Aliás, dominar os pontos do mapa são fundamentais para conseguir afetar o combate do jogo. Dominar guarnições vão, aos poucos, cortando os suprimentos, as rotas de acesso a armas e campos de prisioneiros que os seus inimigos tem e, quanto mais fracos eles vão se tornando, mais forte você estará para enfrentar o chefe quando a hora chegar.
Além disso, você pode escolher alvos em específico para atacar, incluindo determinados itens no cenário que são destrutíveis. Há também a possibilidade/necessidade de usar determinados pontos do cenário como cobertura já que os inimigos podem de derrotar bem rapidamente caso você seja descuidado e não preste atenção no que tá fazendo.
Errar e morrer é parte do jogo e ele conta com um sistema de tentativa e erro bem interessante. Cada área possui diferentes formas de se resolver os vários pontos de interesse que precisam ser capturados, cabendo a você analisar como abordar cada situação. Não deu certo? Volta pra lá e tente novamente de formas distintas até que uma hora dê certo.
Tentativa e erro parece ter sido algo especialmente importante para os desenvolvedores, já que o jogo não conta com nenhum tutorial para nada. Tudo o que você vai aprender e descobrir no jogo vai ter que ser feito na marra, sem que o jogo te guie ou segure a sua mão para que você termine o jogo.
Isso é especialmente notório nos chefes, os quais cada um conta com a sua própria máquina de guerra gigantesca e uma estratégia distinta para ser derrotado. Eles conseguem ser especialmente desafiadores, mas sempre há uma forma de conseguir vencê-los e como se adaptar em meio ao combate para conseguir lidar com a situação, independente de quais soldados você tenha no seu grupo.
É uma estratégia ousada mas que funciona muito bem, ainda que em certos momentos você vá se sentir bastante perdido sobre o que é que você precisa fazer. Por outro lado, a sensação de êxito e conquista a cada ponto conquistado e cada sessão superada é muito grande, superando consideravelmente qualquer frustração que possa vir de eventuais falhas que o jogo possa ter por não te guiar com maior cuidado.
Um exemplo disso são coisas como os veículos que você pode destravar que, salvo se você prestar atenção nas claras dicas visuais que o jogo coloca na sua frente, você pode simplesmente ignorar e tentar seguir em frente em todas as áreas com o seu veículo blindado e pronto. Afinal, os veículos podem ser melhorados, então é fácil imaginar que ele é feito para lidar com tudo.
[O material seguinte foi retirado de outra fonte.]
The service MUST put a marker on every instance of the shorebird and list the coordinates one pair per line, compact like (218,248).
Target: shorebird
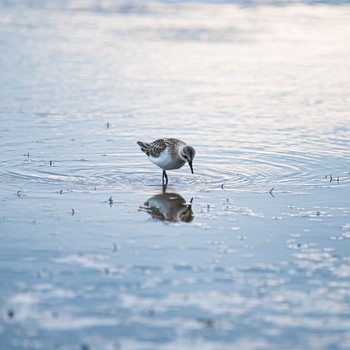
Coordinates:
(168,154)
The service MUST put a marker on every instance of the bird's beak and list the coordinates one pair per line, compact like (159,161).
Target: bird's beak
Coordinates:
(190,164)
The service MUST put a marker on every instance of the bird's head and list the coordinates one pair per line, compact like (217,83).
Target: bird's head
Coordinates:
(187,154)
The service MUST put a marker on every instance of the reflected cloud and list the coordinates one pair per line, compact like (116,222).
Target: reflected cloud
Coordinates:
(169,207)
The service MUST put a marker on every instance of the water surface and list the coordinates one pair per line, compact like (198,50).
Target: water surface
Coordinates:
(251,252)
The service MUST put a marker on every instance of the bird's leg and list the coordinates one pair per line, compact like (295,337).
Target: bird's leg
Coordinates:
(165,176)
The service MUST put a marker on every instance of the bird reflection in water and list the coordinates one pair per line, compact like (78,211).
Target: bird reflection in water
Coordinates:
(169,207)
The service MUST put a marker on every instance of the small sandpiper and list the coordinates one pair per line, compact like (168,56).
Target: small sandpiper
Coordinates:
(168,154)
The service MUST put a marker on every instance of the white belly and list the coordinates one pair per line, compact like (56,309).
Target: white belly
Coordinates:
(166,162)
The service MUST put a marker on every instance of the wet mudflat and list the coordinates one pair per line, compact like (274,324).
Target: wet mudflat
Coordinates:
(251,252)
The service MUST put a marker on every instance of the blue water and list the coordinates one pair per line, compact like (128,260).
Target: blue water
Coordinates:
(251,252)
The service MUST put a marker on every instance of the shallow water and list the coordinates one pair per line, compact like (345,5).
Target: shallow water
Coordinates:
(252,251)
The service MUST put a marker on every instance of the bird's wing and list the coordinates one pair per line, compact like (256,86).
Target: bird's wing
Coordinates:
(157,147)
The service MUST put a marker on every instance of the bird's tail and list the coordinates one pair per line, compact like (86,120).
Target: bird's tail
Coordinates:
(144,146)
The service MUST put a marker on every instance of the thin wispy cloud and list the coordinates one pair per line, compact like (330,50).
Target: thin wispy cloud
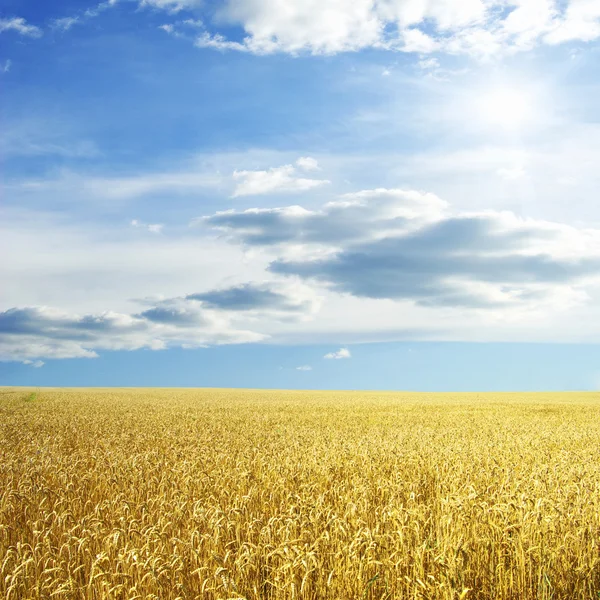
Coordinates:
(338,355)
(20,26)
(150,227)
(287,178)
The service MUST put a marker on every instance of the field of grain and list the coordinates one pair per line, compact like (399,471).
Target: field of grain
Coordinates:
(219,494)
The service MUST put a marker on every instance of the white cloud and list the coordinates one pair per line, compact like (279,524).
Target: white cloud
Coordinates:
(581,21)
(340,354)
(36,364)
(478,27)
(65,23)
(21,26)
(31,333)
(276,179)
(218,42)
(151,227)
(308,163)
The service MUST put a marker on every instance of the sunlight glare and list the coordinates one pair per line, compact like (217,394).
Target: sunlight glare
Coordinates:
(505,107)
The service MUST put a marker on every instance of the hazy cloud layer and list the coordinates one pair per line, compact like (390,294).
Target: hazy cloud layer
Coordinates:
(405,245)
(258,297)
(200,319)
(287,178)
(477,27)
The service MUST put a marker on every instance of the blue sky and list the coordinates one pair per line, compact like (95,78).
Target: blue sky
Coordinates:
(227,193)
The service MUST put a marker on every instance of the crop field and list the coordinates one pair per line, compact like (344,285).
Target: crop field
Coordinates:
(222,494)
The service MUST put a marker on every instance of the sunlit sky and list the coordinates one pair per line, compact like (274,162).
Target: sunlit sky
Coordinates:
(392,194)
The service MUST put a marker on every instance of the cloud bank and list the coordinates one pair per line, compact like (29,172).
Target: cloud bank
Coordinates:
(476,27)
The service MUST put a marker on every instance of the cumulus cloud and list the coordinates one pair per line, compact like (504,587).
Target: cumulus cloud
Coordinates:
(340,354)
(352,217)
(21,26)
(277,179)
(65,23)
(260,297)
(36,364)
(213,317)
(406,245)
(31,333)
(151,227)
(477,27)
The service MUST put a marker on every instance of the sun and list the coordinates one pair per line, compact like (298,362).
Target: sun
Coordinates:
(505,107)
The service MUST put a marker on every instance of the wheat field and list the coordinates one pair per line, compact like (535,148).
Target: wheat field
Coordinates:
(220,494)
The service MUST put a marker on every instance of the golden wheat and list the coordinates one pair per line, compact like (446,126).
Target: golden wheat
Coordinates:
(220,494)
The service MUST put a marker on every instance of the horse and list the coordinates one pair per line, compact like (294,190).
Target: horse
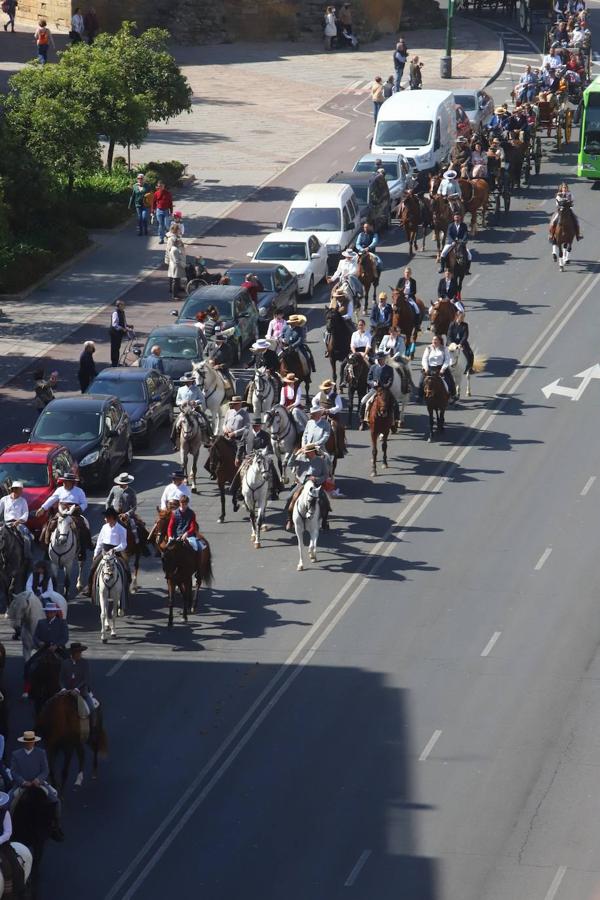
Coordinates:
(110,589)
(215,390)
(563,234)
(64,550)
(436,398)
(381,421)
(65,730)
(24,613)
(194,432)
(181,564)
(337,338)
(357,370)
(306,516)
(368,275)
(255,485)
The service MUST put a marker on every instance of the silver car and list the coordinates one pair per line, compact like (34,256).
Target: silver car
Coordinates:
(478,105)
(398,172)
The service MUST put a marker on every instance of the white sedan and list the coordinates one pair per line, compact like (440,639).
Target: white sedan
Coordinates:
(300,252)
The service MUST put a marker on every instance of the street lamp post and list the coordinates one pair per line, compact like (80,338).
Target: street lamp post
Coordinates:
(446,61)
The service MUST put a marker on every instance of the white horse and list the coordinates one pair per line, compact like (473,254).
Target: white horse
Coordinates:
(24,613)
(64,550)
(255,491)
(25,858)
(109,590)
(215,391)
(306,516)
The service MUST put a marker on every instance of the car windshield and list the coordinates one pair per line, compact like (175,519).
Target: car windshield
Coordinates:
(173,346)
(31,474)
(290,251)
(68,425)
(403,134)
(467,101)
(314,219)
(238,278)
(131,391)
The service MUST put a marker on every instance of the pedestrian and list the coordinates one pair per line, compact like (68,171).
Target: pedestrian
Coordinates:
(162,208)
(87,367)
(91,25)
(10,8)
(77,28)
(377,96)
(330,27)
(141,201)
(43,38)
(415,76)
(118,329)
(400,57)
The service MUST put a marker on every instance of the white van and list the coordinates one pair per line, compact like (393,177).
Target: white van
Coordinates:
(330,211)
(419,124)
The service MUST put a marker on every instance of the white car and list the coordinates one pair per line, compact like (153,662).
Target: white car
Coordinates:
(300,252)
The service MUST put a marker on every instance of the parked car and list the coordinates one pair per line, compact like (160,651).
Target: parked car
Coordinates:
(95,430)
(478,105)
(280,289)
(236,311)
(302,253)
(145,394)
(39,467)
(180,346)
(372,194)
(398,173)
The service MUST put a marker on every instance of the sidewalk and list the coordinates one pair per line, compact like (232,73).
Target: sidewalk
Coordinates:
(256,110)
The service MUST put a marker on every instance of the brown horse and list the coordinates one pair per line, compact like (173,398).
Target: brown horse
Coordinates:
(436,398)
(381,421)
(181,564)
(64,731)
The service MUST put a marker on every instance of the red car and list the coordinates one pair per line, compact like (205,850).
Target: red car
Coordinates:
(39,467)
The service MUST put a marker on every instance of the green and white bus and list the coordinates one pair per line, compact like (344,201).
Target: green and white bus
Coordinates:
(588,161)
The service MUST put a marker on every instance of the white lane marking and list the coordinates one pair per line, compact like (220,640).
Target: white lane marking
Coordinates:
(491,644)
(118,664)
(430,745)
(175,821)
(543,558)
(587,485)
(357,868)
(556,882)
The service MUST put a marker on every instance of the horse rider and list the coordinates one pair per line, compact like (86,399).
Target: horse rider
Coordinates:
(183,525)
(457,233)
(29,767)
(436,357)
(112,536)
(69,498)
(309,462)
(458,333)
(258,439)
(450,189)
(75,677)
(381,375)
(14,511)
(294,336)
(563,196)
(174,490)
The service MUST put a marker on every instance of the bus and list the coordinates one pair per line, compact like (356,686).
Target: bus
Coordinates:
(588,161)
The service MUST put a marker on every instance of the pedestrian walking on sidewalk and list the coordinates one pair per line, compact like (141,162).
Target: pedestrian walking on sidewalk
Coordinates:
(87,367)
(10,8)
(377,95)
(162,207)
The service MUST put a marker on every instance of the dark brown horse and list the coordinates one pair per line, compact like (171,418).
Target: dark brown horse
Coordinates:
(436,398)
(381,421)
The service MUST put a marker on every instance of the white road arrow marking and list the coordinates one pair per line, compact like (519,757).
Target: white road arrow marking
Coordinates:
(586,376)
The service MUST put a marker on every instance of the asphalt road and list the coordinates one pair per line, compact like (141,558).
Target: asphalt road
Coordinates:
(416,715)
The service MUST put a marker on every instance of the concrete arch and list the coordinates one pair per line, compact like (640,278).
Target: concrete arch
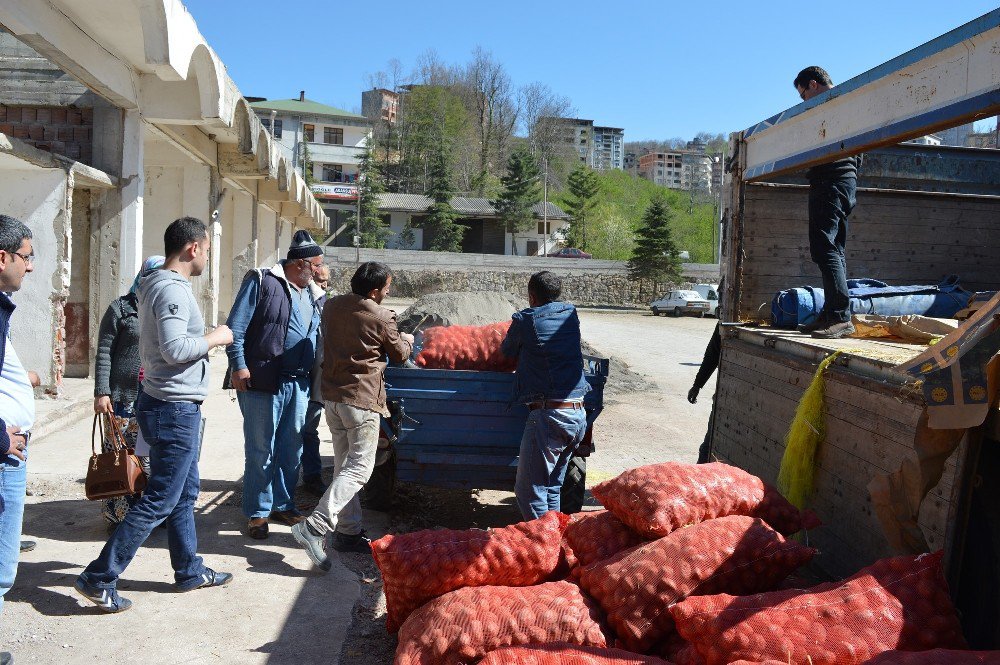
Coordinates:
(207,70)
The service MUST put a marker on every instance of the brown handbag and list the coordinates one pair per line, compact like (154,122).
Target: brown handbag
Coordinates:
(117,473)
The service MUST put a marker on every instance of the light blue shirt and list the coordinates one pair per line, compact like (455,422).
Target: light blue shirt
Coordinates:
(17,397)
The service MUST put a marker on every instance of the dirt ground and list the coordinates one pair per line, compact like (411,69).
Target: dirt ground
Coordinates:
(279,609)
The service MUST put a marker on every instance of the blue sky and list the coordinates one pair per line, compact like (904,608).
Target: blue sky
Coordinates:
(658,68)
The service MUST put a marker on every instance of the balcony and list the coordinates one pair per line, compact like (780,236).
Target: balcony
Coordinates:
(335,154)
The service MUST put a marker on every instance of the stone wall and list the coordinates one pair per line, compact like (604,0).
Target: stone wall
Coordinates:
(606,284)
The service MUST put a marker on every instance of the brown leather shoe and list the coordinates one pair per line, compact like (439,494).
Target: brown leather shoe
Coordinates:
(257,528)
(287,517)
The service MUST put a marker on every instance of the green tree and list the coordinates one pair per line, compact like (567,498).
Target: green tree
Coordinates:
(446,235)
(373,230)
(654,255)
(519,194)
(583,186)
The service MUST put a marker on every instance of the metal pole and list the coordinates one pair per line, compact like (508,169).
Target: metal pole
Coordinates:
(545,208)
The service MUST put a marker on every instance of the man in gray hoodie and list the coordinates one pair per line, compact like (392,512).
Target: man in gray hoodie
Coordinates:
(174,349)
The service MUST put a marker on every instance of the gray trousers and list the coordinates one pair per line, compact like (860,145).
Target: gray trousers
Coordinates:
(355,442)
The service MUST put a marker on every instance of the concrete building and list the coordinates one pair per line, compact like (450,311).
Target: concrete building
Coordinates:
(117,118)
(336,140)
(380,103)
(484,233)
(608,150)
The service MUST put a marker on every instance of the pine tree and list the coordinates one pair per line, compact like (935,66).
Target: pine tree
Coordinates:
(583,186)
(370,184)
(655,255)
(446,235)
(519,195)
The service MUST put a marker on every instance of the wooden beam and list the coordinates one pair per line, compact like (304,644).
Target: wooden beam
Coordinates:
(946,82)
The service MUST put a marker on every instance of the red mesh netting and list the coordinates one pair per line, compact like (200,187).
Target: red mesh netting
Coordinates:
(901,602)
(937,657)
(466,347)
(734,554)
(596,535)
(566,654)
(656,499)
(465,625)
(422,565)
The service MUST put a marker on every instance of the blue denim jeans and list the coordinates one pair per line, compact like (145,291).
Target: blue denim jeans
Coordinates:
(550,437)
(830,203)
(13,477)
(312,463)
(272,438)
(172,430)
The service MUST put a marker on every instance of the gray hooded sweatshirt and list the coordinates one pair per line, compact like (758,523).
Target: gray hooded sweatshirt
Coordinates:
(172,346)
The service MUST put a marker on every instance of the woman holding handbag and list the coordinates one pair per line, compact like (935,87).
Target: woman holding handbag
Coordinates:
(116,372)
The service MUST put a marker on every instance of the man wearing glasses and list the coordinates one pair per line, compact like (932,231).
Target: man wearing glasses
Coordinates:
(832,188)
(17,404)
(275,322)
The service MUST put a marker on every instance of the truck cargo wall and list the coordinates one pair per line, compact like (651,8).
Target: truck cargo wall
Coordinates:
(900,237)
(869,431)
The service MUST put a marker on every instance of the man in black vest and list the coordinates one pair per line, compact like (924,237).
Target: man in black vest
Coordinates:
(275,322)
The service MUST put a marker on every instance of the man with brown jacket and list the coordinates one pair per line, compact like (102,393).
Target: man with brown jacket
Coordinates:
(358,333)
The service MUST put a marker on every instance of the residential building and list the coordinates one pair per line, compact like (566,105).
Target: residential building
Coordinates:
(484,232)
(608,151)
(336,139)
(115,121)
(381,104)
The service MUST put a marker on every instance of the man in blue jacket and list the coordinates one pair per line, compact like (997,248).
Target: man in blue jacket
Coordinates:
(545,339)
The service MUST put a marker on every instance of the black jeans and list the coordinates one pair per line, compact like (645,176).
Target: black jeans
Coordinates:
(829,205)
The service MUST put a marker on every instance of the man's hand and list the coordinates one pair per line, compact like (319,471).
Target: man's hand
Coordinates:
(221,336)
(18,442)
(241,380)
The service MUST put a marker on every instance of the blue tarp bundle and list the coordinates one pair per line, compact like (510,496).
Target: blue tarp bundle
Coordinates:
(798,306)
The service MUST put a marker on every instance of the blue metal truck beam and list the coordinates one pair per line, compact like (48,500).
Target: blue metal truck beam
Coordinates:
(948,81)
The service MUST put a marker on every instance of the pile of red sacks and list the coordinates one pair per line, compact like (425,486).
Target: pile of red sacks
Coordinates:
(684,567)
(466,347)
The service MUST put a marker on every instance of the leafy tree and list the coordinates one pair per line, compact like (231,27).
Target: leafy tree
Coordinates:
(583,189)
(519,194)
(446,235)
(373,230)
(654,255)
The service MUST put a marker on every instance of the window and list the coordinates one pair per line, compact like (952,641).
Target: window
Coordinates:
(333,172)
(333,135)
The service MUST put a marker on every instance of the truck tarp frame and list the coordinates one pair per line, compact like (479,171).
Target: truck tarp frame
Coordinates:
(948,81)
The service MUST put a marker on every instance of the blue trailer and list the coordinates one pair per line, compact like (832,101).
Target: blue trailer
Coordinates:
(458,429)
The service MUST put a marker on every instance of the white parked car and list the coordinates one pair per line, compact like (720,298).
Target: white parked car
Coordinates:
(709,292)
(680,302)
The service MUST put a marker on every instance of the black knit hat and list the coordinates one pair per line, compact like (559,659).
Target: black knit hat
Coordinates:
(303,247)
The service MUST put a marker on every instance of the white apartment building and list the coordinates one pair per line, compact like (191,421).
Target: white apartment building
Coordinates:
(336,142)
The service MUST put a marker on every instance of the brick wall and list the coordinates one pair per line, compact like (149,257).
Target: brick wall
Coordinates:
(62,130)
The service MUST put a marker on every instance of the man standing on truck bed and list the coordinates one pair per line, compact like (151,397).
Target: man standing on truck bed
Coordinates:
(545,339)
(358,334)
(832,188)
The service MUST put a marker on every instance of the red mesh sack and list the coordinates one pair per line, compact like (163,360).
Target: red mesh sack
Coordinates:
(735,554)
(566,654)
(936,657)
(658,498)
(422,565)
(596,535)
(465,625)
(782,515)
(466,347)
(901,602)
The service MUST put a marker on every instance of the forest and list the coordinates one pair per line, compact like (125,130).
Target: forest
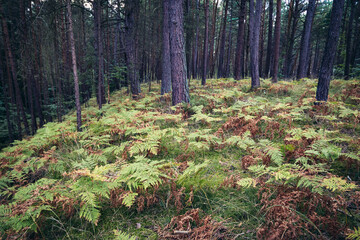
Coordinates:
(180,119)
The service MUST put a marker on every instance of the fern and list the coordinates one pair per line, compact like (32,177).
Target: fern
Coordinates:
(355,235)
(119,235)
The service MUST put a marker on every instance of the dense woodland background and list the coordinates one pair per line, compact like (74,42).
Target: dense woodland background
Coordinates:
(119,43)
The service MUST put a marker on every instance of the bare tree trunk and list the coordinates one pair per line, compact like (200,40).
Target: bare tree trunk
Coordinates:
(277,42)
(166,64)
(180,89)
(212,38)
(221,72)
(305,40)
(6,103)
(74,65)
(326,68)
(240,42)
(262,33)
(348,41)
(206,43)
(19,102)
(131,12)
(195,57)
(255,19)
(269,43)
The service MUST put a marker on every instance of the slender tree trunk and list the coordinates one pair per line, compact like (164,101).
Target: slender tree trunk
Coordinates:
(206,43)
(277,42)
(131,13)
(326,68)
(348,41)
(228,59)
(19,102)
(221,72)
(255,19)
(6,103)
(261,43)
(195,57)
(238,66)
(289,53)
(74,65)
(166,64)
(305,40)
(269,43)
(212,38)
(180,89)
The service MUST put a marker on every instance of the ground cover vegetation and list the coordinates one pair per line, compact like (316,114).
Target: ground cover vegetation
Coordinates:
(237,163)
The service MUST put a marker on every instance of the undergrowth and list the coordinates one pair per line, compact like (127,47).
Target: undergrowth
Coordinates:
(264,164)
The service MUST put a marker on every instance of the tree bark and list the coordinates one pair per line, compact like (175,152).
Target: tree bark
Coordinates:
(305,40)
(74,66)
(195,57)
(240,42)
(255,19)
(180,89)
(261,43)
(348,40)
(212,38)
(221,72)
(269,43)
(326,68)
(166,64)
(277,42)
(99,53)
(19,101)
(206,43)
(131,13)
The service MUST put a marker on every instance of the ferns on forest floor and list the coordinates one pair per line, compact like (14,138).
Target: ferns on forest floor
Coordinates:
(144,153)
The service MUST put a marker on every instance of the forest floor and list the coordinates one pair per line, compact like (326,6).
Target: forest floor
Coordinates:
(236,164)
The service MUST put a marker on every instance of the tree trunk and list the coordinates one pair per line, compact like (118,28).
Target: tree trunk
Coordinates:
(11,62)
(221,72)
(277,42)
(348,41)
(269,43)
(255,19)
(212,38)
(6,103)
(195,57)
(289,52)
(240,42)
(74,66)
(305,40)
(166,64)
(131,12)
(180,89)
(326,68)
(206,43)
(261,41)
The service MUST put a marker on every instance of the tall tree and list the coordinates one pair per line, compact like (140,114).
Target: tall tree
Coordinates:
(166,64)
(221,70)
(348,40)
(305,40)
(255,19)
(206,43)
(238,66)
(275,70)
(326,68)
(180,89)
(212,37)
(269,43)
(131,39)
(99,52)
(11,64)
(74,66)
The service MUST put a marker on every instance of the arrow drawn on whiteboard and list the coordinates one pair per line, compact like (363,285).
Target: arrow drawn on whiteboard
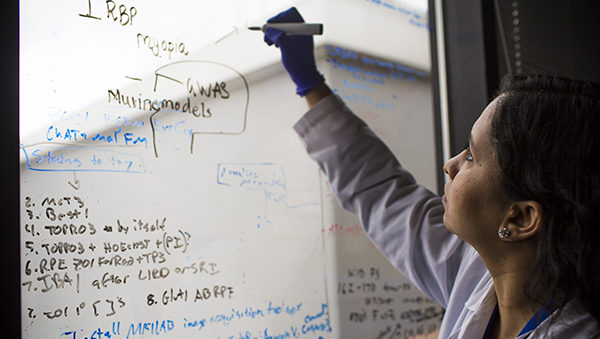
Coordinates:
(76,184)
(132,78)
(235,30)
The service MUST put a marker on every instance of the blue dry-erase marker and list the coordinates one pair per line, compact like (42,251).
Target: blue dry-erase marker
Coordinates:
(292,28)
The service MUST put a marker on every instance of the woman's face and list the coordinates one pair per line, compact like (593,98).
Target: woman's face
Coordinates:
(474,204)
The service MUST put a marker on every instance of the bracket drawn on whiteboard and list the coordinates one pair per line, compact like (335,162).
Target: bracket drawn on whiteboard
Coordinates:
(216,97)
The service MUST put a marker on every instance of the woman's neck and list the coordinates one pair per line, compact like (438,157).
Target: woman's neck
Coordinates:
(515,309)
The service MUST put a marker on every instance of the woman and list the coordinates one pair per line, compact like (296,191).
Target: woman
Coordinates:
(508,250)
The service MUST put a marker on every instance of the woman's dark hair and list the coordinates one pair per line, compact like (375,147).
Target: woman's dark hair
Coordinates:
(546,134)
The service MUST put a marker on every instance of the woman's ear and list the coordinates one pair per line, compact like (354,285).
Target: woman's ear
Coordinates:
(523,221)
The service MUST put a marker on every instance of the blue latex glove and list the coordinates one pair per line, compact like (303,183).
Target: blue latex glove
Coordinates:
(297,52)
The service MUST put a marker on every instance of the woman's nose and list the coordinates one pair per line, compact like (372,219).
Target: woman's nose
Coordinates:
(450,168)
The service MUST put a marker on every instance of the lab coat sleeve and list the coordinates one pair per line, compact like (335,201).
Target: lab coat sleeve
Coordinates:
(403,219)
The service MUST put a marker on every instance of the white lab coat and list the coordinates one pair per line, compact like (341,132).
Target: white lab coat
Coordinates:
(405,221)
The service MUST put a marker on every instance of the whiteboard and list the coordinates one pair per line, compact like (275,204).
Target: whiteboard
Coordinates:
(164,193)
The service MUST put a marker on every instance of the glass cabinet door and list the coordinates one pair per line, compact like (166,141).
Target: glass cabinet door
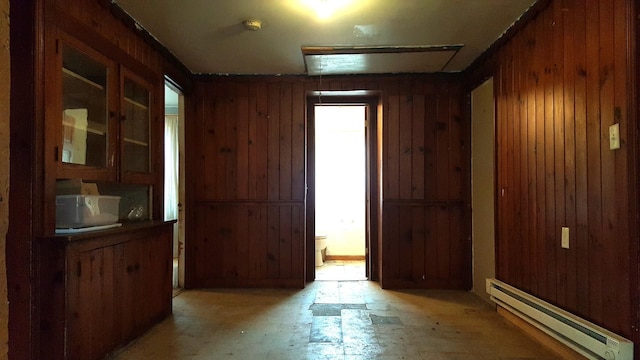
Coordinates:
(84,104)
(135,126)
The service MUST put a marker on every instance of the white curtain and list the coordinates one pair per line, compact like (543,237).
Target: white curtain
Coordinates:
(171,167)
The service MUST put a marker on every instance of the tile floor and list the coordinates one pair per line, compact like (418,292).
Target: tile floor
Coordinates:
(341,270)
(333,320)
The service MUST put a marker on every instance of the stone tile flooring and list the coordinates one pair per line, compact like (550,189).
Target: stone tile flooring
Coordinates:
(333,320)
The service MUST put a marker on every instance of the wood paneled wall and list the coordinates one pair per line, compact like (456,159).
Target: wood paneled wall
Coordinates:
(248,180)
(32,21)
(559,84)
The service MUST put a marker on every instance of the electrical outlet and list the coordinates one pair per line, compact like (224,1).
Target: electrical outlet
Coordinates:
(614,137)
(565,238)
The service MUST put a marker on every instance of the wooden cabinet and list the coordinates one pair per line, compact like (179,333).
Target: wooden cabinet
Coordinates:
(103,125)
(83,122)
(100,291)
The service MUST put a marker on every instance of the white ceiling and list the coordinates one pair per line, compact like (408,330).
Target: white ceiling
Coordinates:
(208,35)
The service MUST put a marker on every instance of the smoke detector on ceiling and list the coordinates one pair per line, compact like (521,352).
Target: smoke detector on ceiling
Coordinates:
(253,25)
Por fim, é bom dizer que o jogo tem um estilo gráfico bastante agradável e nostálgico, com uma pixel art bem feita e que realmente consegue capturar a sensação que o jogo busca passar. A trilha sonora também enriquece bastante a ambientação e, se ambas não são das mais especiais já vistas, são feitas com bastante cuidado e são mais uma qualidade do título.
No geral, Dog Duty é um jogo bem divertido e que se recomenda para os fãs de Táticas em Tempo Real, fazendo tudo o que um jogo do gênero precisa fazer de forma bem competente e tendo seu próprio sabor bem único. É fácil usá-lo como mais um exemplo da crescente e talentosa cena de desenvolvimento nacional e mostra o quanto o futuro é brilhante para o cenário brasileiro.
Jogo analisado no PS4 padrão com código fornecido pela SOEDESCO.
Veredito
Dog Duty traz suas próprias mecânicas e ideias para um gênero em renascimento, fazendo mais do que o suficiente para se destacar. Parte disso é o quão desafiante e divertido o jogo é, mas muito vem da força da ambientação e do ótimo roteiro.
Dog Duty brings its own mechanics and ideas to a renaissance genre, doing more than enough to stand out. Part of that is how challenging and fun the game is, but a lot comes from the strength of the setting and the great script.